Article May 17, 2019.
A few years ago, the auto industry boldly predicted the release of fully unmanned vehicles of level 5 in 2020 or 2021, but this task turned out to be much more complicated than they thought.
The recently popular concept of unmanned vehicles that you can ride anywhere and anytime (or cars that you can sleep in the backseat while riding) slowed down a bit, as carmakers recognized that the development of full-fledged unmanned control technology turned out to be more complicated. than expected.
Questions about the future of technology reached full public comment in April 2019, when the CEO of Ford Motor Co. Jim Hackett acknowledged what was already painfully apparent to most of the engineering community. “We have overestimated the prospect of autonomous cars,” Hackett quote, which circulated through numerous news channels. “The scope of such vehicles will be quite narrow, the geofence restriction will come into play.”
However, Hackett was not the first to make such a statement. The automotive industry hinted at this for months before Ford announced. In November 2018, for example, John Krafchik, CEO of Waymo, Google’s drones division at Google, was even more outspoken than Hackett. “It’s very, very complicated,” Krafchik said during a live technology conference. “You don’t know what knowledge you are missing until you try to do something.”
Further, Krafchik said that the car industry may not be able to create a car that can drive independently at any time of the year, in any weather and under any conditions. “The condition of autonomy will always impose restrictions,” he added.

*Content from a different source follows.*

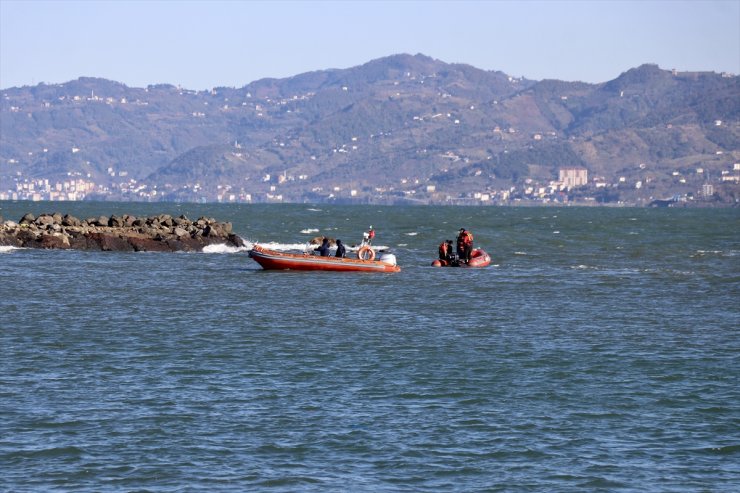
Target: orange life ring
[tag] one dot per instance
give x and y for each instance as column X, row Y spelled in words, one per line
column 366, row 253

The comments by Krafchik and Hackett confirmed what many industry analysts have been saying for more than two years. “I agree with John Krafchik’s comment,” said Sam Abuelsamide, chief analyst at Navigant Research, a publication that publishes an extensive annual assessment of the robotic vehicle industry. “There is no guarantee that in the foreseeable future we will ever have automated vehicles capable of working anytime, anywhere.”
Fifth level dilemma
Such statements, of course, contrast sharply with earlier statements. Just three years ago, many OEMs, fueled by advances in robotics, boldly foresaw a day in the near future when drivers would not be needed. Ford, for example, predicted that this would happen as early as 2021. “There will be no steering in the cabin,” said former senior director Mark Fields in 2016. “There will be no gas and brake pedals and, of course, the driver will not be needed.”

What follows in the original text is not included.